Amacımız kişilerle veya kurumlarla uğraşmak değil, amacımız Elazığ’ımızın güzelliklerini korumak, her yönüyle dünya standartlarına taşımaktır. Bundan dolayı mesleğimiz ile ilgili sorunları ifade etmeye çalıştım. Umarım herkes üzerine düşen payı alır.”

 

Binlerce insanımızın ikamet ettiği, her gün altından geçtiği, çocukların yanından okula gittiği duvarlardan bahsediyorum.

Tehlike geliyorum diyor.

Yıllar içerisinde bu duvarların çökmelerine, bu duyarlılıkla maalesef daha çok şahit olacağız.

Üstelik henüz deprem gibi bir afet olmadan istinat duvarlarımız çökmeye başladı.

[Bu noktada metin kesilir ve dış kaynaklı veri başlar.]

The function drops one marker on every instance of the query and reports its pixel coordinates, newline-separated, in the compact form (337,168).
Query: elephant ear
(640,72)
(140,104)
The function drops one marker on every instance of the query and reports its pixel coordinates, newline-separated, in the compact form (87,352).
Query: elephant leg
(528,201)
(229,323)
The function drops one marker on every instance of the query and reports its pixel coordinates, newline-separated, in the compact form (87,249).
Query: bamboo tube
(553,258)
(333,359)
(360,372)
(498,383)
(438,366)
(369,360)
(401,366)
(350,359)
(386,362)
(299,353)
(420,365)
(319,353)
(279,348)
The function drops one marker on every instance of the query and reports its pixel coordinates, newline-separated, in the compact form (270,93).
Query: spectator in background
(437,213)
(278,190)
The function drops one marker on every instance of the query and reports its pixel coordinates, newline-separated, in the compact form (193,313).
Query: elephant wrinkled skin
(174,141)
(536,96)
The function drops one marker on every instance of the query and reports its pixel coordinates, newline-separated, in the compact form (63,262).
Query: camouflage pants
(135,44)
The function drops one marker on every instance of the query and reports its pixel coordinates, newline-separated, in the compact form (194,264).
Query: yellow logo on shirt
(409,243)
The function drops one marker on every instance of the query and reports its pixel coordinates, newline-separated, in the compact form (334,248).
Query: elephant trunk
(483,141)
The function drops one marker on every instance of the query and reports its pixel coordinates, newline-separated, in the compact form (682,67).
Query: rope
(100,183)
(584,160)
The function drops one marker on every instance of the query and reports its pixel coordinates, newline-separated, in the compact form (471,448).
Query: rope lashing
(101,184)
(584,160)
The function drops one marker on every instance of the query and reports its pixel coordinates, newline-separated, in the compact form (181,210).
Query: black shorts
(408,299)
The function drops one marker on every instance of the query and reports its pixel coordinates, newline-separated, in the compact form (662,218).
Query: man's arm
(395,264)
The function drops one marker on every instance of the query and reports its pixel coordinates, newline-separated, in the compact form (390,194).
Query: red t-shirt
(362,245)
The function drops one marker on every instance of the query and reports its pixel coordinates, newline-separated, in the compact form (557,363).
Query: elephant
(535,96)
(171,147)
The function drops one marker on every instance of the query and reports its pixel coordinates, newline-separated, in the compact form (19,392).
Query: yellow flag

Şiddetli bir deprem (o beklenen ama hiç gelmeyecekmiş gibi davrandığımız deprem!!!) sırasında aklımızın ucundan dahi geçmeyen sıkıntılara şahit olabiliriz.

 

ÇÖZÜM: Bu durumda olan istinat duvarları öncelikle tespit edilmeli ve acilen güçlendirilmeli veya betonarme istinat duvarlar şeklinde yenilenmelidir.

 

Teknik kurallar, harf iken, rakam iken, formül iken, grafik iken değil, uygulandıklarında işe yararlar.